On maneuvers in Afghanistan, Rumsfeld speaks the naked truth

Amid the constant shelling of Americans in Iraq and Saudi Arabia, Secretary of Defense Donald Rumsfeld dropped a bomb of his own on December 7 (Kabul time): He broadly hinted that there will be “five or 10 or 20 years” of war.

In remarks on the anniversary of Pearl Harbor Day, Rumsfeld told U.S. troops at Bagram Air Base in Afghanistan:

You folks are going to be able to look back on your lives in five or 10 or 20 years and feel that you have been a part of something enormously important.

He didn’t mean it that way! Or did he? More on that later. But first, keep in mind that Rumsfeld’s not the only Pentagon cheerleader. Late last week, in fact, before he left on his trip to Asia with Vice President Dick Cheney, the SecDef hosted some actual West Point cheerleaders for a routine visit just outside his office (see photo).

Secretary of Defense Donald Rumsfeld (center, blue tie) and West Point cheerleaders get ready to attempt the Naked Pyramid, a routine popularized by the Pentagon at Abu Ghraib (DOD photo/Helene C. Stikkel)

The original Naked Pyramid, captured for posterity here, is one of the highlights of the Iraq trials, which are still being contested. (See Wikipedia’s Abu Ghraib page for a guide to all of the events.)

The maneuver requires that, first, its participants get naked. The Washington Post has preserved details of how U.S. soldiers brought off the rest of the memorable routine:

One detainee after another was put in a crouching position on the floor, and a soldier directed the action. One by one they were placed on top of one another, forming a human tower.

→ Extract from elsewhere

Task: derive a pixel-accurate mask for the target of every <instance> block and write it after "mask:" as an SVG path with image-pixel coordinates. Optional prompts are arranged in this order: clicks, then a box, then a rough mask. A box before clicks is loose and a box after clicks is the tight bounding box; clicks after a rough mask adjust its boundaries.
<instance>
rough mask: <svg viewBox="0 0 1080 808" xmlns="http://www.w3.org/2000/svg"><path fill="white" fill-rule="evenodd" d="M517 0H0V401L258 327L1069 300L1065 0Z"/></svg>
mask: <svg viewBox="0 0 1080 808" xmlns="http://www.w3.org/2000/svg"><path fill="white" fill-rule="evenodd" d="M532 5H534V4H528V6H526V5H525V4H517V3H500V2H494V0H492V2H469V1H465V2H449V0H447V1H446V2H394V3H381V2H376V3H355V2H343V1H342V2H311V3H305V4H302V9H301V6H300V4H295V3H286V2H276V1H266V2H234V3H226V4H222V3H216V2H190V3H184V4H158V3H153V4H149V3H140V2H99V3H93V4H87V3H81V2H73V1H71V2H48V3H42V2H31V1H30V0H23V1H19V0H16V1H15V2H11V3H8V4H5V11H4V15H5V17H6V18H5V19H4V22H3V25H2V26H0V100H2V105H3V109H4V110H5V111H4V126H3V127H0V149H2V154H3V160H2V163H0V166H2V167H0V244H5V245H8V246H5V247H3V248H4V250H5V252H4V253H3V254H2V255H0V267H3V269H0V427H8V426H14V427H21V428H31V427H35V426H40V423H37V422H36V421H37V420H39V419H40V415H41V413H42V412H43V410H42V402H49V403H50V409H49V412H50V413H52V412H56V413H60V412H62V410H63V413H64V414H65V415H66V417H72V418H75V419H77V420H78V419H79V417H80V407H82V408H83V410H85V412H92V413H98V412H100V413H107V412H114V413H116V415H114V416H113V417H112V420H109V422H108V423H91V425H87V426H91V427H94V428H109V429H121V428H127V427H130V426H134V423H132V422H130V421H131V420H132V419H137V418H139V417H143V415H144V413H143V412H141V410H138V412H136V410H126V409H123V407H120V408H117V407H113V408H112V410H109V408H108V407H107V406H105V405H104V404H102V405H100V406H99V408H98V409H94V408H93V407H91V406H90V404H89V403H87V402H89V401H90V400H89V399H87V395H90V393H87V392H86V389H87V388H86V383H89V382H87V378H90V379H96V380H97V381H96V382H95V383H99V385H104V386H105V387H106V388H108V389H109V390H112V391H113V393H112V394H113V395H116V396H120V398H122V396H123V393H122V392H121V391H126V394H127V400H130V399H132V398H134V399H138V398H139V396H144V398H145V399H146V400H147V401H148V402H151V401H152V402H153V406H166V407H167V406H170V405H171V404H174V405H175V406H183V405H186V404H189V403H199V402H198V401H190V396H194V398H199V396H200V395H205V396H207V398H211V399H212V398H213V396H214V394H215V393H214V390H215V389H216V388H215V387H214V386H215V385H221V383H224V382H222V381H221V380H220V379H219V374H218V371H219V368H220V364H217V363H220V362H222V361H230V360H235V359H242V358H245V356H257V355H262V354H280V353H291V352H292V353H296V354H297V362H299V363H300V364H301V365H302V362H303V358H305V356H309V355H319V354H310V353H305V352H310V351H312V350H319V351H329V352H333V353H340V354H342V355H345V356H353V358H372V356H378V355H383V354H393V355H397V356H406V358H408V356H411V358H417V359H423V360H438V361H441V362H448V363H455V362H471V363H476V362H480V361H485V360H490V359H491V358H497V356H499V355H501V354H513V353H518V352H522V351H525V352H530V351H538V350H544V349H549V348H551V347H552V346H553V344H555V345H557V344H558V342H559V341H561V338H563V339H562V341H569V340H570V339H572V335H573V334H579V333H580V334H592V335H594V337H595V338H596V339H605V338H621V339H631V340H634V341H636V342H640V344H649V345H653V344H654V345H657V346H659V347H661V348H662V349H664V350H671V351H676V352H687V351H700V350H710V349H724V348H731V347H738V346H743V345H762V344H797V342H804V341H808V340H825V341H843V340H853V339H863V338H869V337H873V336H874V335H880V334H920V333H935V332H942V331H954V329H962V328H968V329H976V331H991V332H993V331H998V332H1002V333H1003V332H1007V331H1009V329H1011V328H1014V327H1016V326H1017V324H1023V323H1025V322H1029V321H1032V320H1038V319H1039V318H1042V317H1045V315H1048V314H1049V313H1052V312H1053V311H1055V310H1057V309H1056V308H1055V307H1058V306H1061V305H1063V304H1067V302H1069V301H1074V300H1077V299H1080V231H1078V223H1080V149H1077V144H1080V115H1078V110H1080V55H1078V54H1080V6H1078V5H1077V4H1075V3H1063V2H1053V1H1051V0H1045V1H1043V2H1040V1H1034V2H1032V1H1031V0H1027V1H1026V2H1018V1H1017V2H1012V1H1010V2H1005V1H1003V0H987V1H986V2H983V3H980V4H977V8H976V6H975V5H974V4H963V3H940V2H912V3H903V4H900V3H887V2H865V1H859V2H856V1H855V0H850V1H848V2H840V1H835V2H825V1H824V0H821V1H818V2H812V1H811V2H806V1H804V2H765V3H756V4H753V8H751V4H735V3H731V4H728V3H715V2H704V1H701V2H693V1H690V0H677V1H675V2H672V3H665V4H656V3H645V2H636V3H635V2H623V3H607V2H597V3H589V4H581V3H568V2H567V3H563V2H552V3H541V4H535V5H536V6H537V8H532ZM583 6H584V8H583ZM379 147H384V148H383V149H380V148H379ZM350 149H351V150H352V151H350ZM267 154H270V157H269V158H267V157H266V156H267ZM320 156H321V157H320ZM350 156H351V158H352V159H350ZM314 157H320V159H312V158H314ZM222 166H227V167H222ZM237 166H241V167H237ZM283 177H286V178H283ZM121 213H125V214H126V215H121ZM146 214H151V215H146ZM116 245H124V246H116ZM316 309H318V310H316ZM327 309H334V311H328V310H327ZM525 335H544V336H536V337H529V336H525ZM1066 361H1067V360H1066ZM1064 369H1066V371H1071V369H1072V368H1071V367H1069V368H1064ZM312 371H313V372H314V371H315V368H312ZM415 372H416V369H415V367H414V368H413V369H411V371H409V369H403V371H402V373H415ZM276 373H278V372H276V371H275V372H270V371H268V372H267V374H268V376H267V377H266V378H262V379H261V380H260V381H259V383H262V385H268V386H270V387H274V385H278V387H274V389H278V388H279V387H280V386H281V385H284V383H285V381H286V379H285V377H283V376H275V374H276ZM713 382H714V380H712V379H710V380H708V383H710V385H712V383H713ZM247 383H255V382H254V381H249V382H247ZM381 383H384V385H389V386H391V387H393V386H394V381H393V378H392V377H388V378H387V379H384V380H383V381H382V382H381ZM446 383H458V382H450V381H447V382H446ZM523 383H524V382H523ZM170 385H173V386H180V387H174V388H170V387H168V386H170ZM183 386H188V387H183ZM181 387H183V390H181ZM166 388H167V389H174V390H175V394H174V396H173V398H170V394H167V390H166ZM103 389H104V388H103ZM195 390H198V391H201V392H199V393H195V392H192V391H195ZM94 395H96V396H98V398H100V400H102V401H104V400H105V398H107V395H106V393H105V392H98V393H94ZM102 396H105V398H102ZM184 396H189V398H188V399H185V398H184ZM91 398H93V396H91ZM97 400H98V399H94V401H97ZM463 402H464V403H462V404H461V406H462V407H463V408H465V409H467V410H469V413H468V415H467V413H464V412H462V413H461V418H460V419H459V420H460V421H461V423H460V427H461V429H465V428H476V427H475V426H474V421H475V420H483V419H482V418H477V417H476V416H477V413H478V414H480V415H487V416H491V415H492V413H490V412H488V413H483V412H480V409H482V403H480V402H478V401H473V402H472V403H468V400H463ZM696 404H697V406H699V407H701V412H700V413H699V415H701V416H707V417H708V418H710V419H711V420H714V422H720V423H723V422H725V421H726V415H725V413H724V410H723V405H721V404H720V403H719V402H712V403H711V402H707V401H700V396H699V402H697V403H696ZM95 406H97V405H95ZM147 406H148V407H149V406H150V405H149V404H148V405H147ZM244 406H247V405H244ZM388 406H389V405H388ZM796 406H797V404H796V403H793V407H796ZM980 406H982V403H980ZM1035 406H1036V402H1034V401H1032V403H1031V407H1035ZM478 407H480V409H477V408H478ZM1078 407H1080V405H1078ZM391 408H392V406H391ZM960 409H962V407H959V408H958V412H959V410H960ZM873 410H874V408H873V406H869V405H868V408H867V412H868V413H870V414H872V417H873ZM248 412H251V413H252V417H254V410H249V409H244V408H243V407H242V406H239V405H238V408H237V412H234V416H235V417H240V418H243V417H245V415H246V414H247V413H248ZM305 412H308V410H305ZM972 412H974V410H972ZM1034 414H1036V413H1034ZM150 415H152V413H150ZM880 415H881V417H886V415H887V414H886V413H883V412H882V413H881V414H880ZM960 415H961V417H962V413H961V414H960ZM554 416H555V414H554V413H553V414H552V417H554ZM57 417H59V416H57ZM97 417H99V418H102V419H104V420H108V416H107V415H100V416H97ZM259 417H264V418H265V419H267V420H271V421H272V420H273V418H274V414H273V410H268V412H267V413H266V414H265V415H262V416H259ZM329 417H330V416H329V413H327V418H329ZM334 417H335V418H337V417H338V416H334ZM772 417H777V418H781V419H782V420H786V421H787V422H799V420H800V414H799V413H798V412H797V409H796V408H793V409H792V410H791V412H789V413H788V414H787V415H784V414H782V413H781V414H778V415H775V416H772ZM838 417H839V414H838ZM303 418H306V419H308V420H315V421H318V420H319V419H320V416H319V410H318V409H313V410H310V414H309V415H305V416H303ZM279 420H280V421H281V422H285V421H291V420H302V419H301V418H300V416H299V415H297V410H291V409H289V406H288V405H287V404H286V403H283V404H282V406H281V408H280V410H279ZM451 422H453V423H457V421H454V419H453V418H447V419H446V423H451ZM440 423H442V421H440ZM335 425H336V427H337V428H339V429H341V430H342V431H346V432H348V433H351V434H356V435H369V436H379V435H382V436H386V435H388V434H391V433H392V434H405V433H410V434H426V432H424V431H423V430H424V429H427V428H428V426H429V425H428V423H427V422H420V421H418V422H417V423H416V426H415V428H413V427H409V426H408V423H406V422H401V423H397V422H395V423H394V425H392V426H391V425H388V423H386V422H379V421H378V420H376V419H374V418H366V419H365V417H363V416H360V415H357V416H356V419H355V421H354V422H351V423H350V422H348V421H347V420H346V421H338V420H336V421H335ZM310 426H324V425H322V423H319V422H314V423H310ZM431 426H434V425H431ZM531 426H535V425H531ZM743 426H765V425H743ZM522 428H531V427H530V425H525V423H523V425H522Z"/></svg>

The West Point cheerleaders couldn’t keep working on their moves with Rumsfeld because they didn’t accompany him to Afghanistan. But SecDef took care of the cheerleading himself, making his intriguing remarks shortly after he and Cheney ate breakfast with the troops at the base’s Viper Dining Facility.

Kathleen T. Rhem of American Forces Press Service, one of the Pentagon’s permanently embedded reporters, put her boss’s remarks in context:

After breakfast, Rumsfeld walked a short distance, shaking hands with troops, and spoke to a small formation. There, he told individuals from several military services that what they’re doing here is not in vain.

“Every time I come (to Afghanistan) I can see the progress that’s being made, the energy that exists in the country, the refugees returning home,” the secretary said, noting this was his eighth visit to Afghanistan since Operation Enduring Freedom kicked off following the attacks of September 11, 2001.

However, he also warned the servicemembers the war on terror is not over in Afghanistan. “There’s still groups of extremists that would like to take this country back,” he said, adding, “But that’s not going to happen.”

It was then that Rumsfeld dropped the news about the “five or 10 or 20 years.” Face it. Even if he didn’t mean it that way, he was right—for a change: The current conflagration spreading through Asia, with our help, will last at least that long.

The war will certainly consume the rest of the Zeros. You might as well start calling the current decade by that name. That’s the way your children will look back on it.